From iPads to Mrs. Piggle Wiggle
This week, third graders heard about a new project in our Library that will start next week. I have access to two iPads from our pilot iPad Program and I have set them up for students to use in the Library after they have checked out books and during silent reading time. I made two folders on the iPads, one for apps that they can use for short projects, and one for book apps. I also have downloaded some National Geographic non-fiction books that they will be able to access through the Kindle App. Needless to say, they are excited. Then we took a giant leap back in time and I introduced them to Mrs. Piggle Wiggle. A book of stories written in 1947. A year older than I am! (That was pretty shocking!) No color illustrations. They were skeptical…. But the magic of a book took over. I read “The Radish Cure” and they loved it! All the Mrs. Piggle Wiggle books were checked out after I finished the story. I know technology is their world. I know it is fascinating. I love it too. But a book….an old book…that can be just as exciting. It’s all about balance….
Also in the Library this week…
Kindergarteners loved Jon Klassen’s Caldecott honor book, This is Not My Hat. We had a great time noticing how sometimes the picture didn’t quite match the words.
First Grade–Using the Visible Thinking Routine called Fluttering Feelings, we chuckled our way through Those Darn Squirrels by Adam Rubin. Students carefully observed just the place in the story when Old Man Fookwire changes his mind about those darn squirrels and decides they aren’t so bad after all.

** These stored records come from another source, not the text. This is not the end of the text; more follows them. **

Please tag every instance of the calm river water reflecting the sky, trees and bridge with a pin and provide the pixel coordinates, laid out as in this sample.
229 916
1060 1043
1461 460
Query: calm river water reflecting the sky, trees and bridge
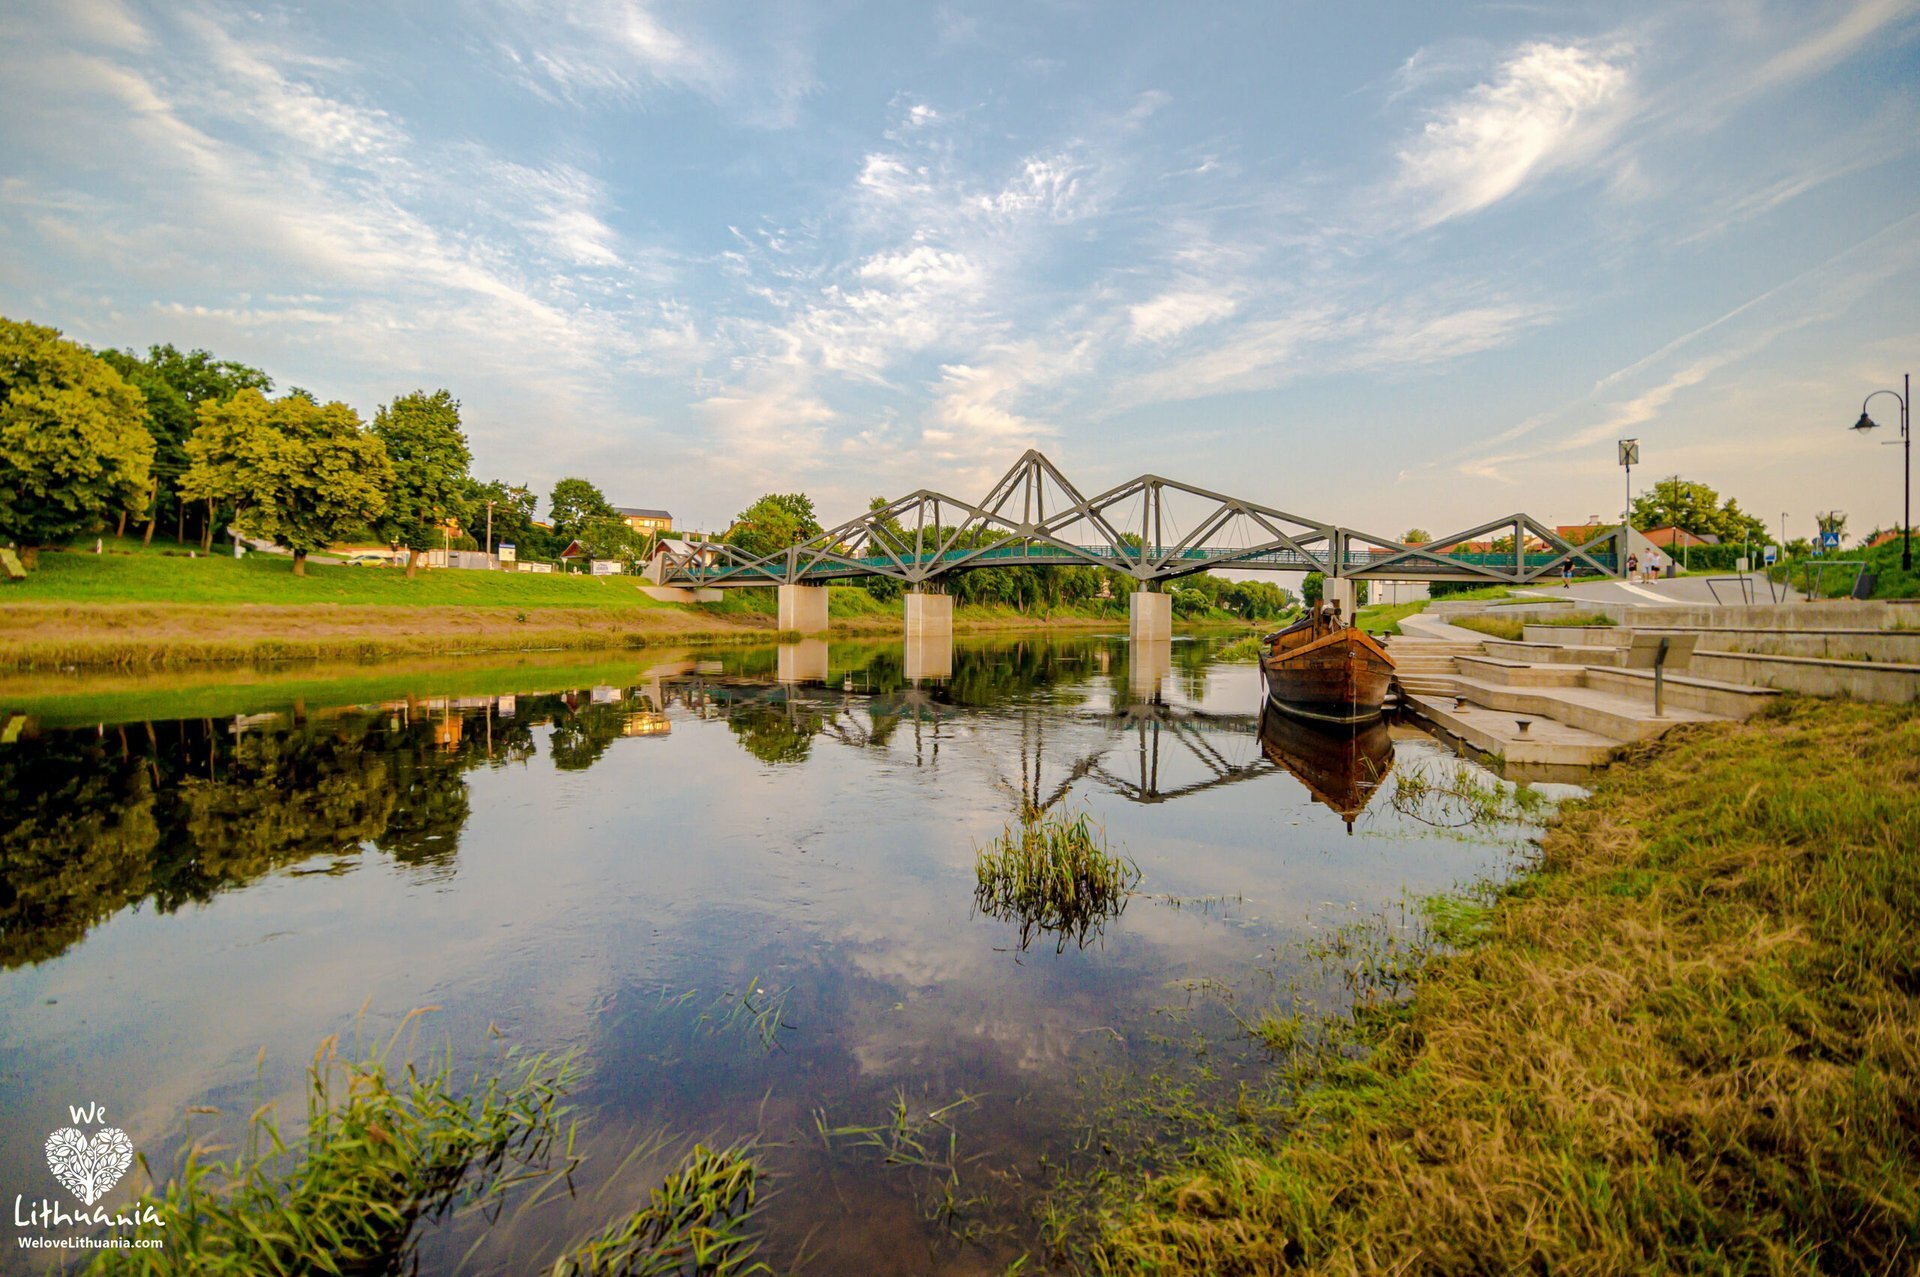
191 904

Second Grade–Seconds graders loved hearing and interacting with the book app What Does My Teddy Do All Day. This is a stellar example of a well designed book app. The story is read (by a charming little girl) and only when she finishes can you choose to try the interactive features. They are even highlighted which avoids the manic tapping all over the screen that I’ve noticed in other apps. Next week we will try out the companion book app What Does My Teddy Do All Night. These are apps well worth purchasing. Both by Auryn and available in the App Store.
Third Grade–See opening post.
Fourth Grade–This week fourth graders watched a BrainPop movie on Digital Etiquette and we took the quiz together. With all the devices in the hands of our students, discussing this important topic was very interesting to them. The main points they took away from the discussion were that online behavior and digital behavior should be one and the same, and that anything you post on line will ALWAYS be there and able to be found if necessary.
Fifth Grade–Fifth Graders used a great handout called “The Evaluating Machine” and together we evaluated a website. They rated the website for Authority, Accuracy, Currency, and Bias. Next week, using the same worksheet, they will go to our Skills Blog and evaluate two websites on their own. On a side note, I tried out our latest technology–eBeam–which turns our flat screen TV into an interactive space similar to a smart board. Amazing! I loved it. The students loved it.
Sixth Grade–One of my favorite Visible Thinking Routines is called 10 Minutes Before, 10 Minutes After, and Patricia Polacco’s evocative book about Word War II, The Butterfly, is a perfect one for the routine. I projected a slide from the story in which two girls are going downstairs in a house, and one of girls is lifting a trap door and stepping through it. Students spent a short time noticing all the details first and little by little they came to the conclusion that one of the girls was hiding from the Nazis. This routine is such a good way to get students to slow down and notice detail, and then use those details to support a hypothesis. That the story is based on the author’s aunt and her real experience made it all the more meaningful. A great read aloud for older students.